Tutor Lesley Ellis: “None of us knew much about film-making, but we were determined to learn with the youngsters, so we just had a go and we made every mistake in the book! So, when Keep Scotland Beautiful and Film Scotland ran a “1.5 degree climate change” film competition we jumped at the chance.”
Having been trained, it was a requirement to ensure some youngsters in the Club produced a film.
Step forward Harvey Pole (12) and his sister Millie (9) from Torphins and talented digital artist Jacob Day (15) from Alford who was paired by the club with Thorfinn Sigurhansson (14), also from Torphins, who was developing digital sound expertise.
Jacob said: “Every day, I set myself mini goals like ‘get THIS scene done’, ‘get THIS many seconds done, and you’ll be done for today’ and made sure that that kind of schedule would hit the deadline.”
He spent a month and over two hours a day producing his stunning animation and then passed a copy to Thorfinn for him to provide the soundtrack.
“My approach to writing the music was simple - I followed the line of the action that Jacob had animated so brilliantly,” Thorfinn said. “I scored what I thought fitted best to suit his film.”
Harvey took a different approach, mixing filming with stop motion animation, a well thought out script and skilful editing to produce his film about the dangers of climate change “Save the Mussels”. The whole family were involved in being part of the action, and his sister Millie’s lovely voiceover of “Mr. Mussel” has won hearts.

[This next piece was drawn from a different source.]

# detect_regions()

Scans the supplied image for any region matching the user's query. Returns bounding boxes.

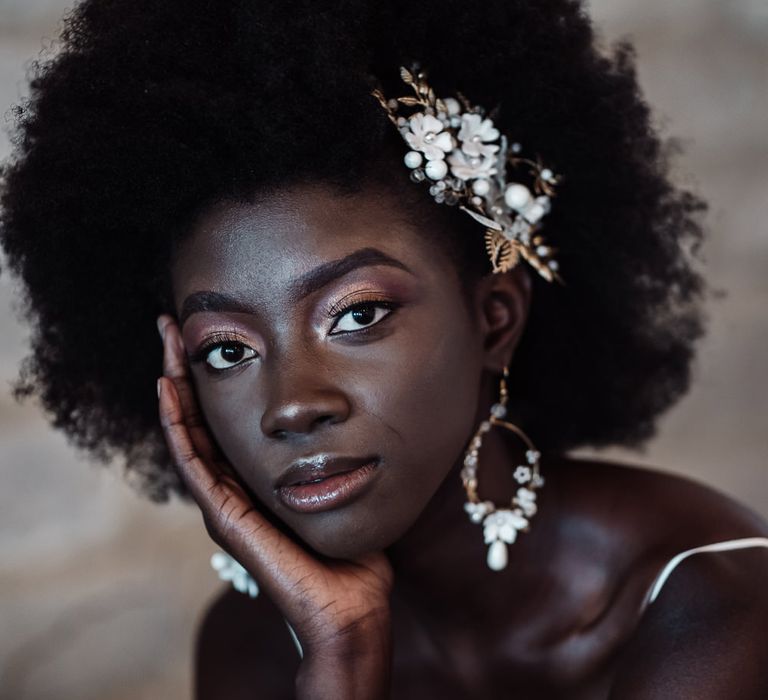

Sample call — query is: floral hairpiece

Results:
[371,66,562,282]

“I wanted to make a film that was fun and engaging for children and adults whilst also having a serious message,” Harvey explains. “All in all, I am really proud of my video.”
Both films won awards for the original competition, as did the Club itself, and their films were then submitted to further competitions. On hearing that over a billion mussels had died in their shells in the heatdome over Canada this year, Harvey and Millie added an interview explaining how powerless they felt when world leaders were not taking action on climate change.
Both films were submitted to the Scottish Youth Film Foundation’s “Change” competition, and they made the finalists from thirty entries.Excited to be part of COP26, they made their way to Glasgow and the films were all shown on the massive IMAX screen. And they were stunned when “Time for Change” was the joint winner with Greta McMillan’s “Change Direction”.
Harvey’s film was streamed by the The Scotsman and the Civic Reception at Glasgow City Chambers asked to show their film as well. It had also been entered for the Biomovies Awards, making the finals.
So four rural youngsters, stuck in lockdown, made award winning films that made it to COP26.